A highly original and thoroughly engaging biography of Ewart Grogan, "the founding father of Kenya", imperial adventurer, and "the baddest and boldest of a bold bad gang" of early settlers. He is renowned for having walked six thousand miles from Cape Town to Cairo to win the hand of his bride, after his father-in-law-to-be challenged him to do "something worthwhile".
By the time he was twenty-five he had completed his trek, defying cannibals along the way, had been elected the youngest ever member of the Alpine Club for his ascents of the Matterhorn and Mont Blanc, been sent down from Cambridge for tethering a ravenous billy goat in his tutor's rooms after a prolonged session in the Red Lion public house and had walked out of the Slade, preferring to enlist as a trooper in the Second Matabele War rather than spend his days surrounded by "long-haired lizards".
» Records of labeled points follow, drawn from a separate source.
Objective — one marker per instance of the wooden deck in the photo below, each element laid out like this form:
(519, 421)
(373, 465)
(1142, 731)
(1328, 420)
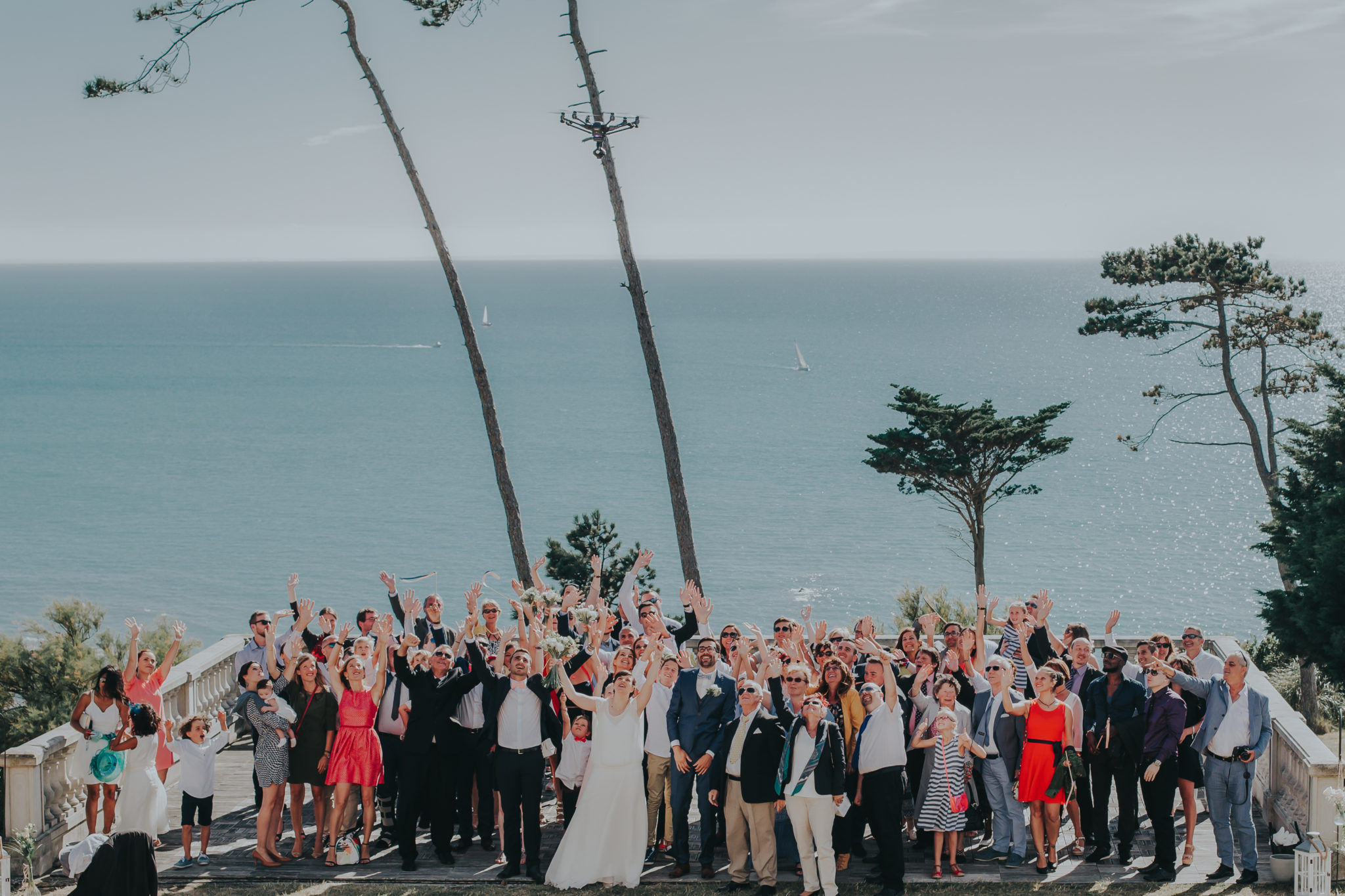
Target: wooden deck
(233, 837)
Within a few years he became Kenya's largest landowner and foremost entrepreneur, founded the colony's timber industry, laid the foundations of the modern capital of Nairobi, and built the docks at Mombasa. For his audacity in two world wars, operating behind enemy lines in German East Africa, Grogan was awarded the DSO, the Order of Leopold and was mentioned three times in dispatches. He was a friend and confidant of Rhodes, Milner, Kitchener, Chamberlain, Smuts, Kenyatta and a host of others.
'Lost Lion Of Empire' is a brilliant and powerful account both of the life of an exceptional man and the birth of a country.